Das Nebelhorn – Über Südgrat und Großer Gund Steig

Endlich Sonne!

Und da auch Kerstins Schnupfen zumindest eine Pause eingelegt hatte, sollte es heute endlich in alpine Höhen gehen. Wir hatten uns eine kurze Runde über den Gipfel des Nebelhorns ausgesucht und wollten anschließend von dort noch ein wenig ins Tal laufen, dieser Plan wurde aber spontan noch einmal geändert.

Zunächst ging es erst einmal gemeinsam mit den Massen der Bergtouristen in der Nebelhorn-Bahn zur Station Höfatsblick. Von dort erklommen wir die verbliebenen 300 Höhenmeter zum Gipfel über den Südgrat – “Nur für Geübte” und damit ohne die genannten Massen. Mit gutem Schuhwerk, Alpinstöcken und etwas Kondition ist dieser Abschnitt aber gut zu bewältigen, nach einer knappen Stunde hat man den Gipfel schon fest im Blick und befindet sich bald wieder mitten unter den Bergtouristen.

Somit haben wir uns hier nur aufgehalten, um uns schnell ins Gipfelbuch einzutragen Logbuch des GC1FRGX – Gipfel-Nano Caches einzutragen. Immerhin waren wir erst die Zweiten, die diesen Cache gefunden haben und für uns war es mit 2221m der bisher höchste Geocache. Schließlich musste bei diesem Traumwetter auch die Aussicht noch entsprechend fotografisch festgehalten werden und so kam mir auch noch ein geplantes weiteres Ziel vor die Linse: Der Hohe Ifen und das Gottesackerplateau.

Bereits aus der Bahn und jetzt auch vom Gipfel hatten wir einen Steig gesehen, der uns für den Abstieg reizte. Auch wenn vom Gipfel aus die Mittelstation Seealpe der Nebelhornbahn nicht ausgeschildert war, so überzeugte uns ein Blick auf die Karte, dass diese Strecke machbar war.
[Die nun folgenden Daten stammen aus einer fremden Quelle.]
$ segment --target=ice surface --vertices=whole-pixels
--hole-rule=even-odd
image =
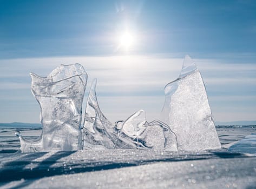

Man folgt also zunächst gemäß Beschilderung in Richtung Geißalpe dem Großer Gund Steig (dass dieser so benannt ist, haben wir erst im Nachhinein herausgefunden), der recht angenehm zu Gehen ist und nur einige mit Stahlseilen gesicherte Abschnitte enthält, an denen man ein paar Felsblöcke hinabsteigen muss. Nach etwa 1 1/2 Stunden und 400 Höhenmetern erreicht man einen Abzweig mit derzeit zerstörten Wegweisern. Nach rechts geht es weiter zum Geißalpsee, wir biegen jedoch nach links ab, um zunächst dem Pfad auf der 1800m Höhenlinie weiter zu folgen. Bevor dieser nun wieder als Steig in Richtung der Station Höfatsblick nach oben führt zweigt ein weiterer Pfad nach rechts ab und führt schließlich vorbei an ein paar Lawinenverbauungen auf den Wirtschaftsweg, der die Stationen der Nebelhornbahn miteinander verbindet.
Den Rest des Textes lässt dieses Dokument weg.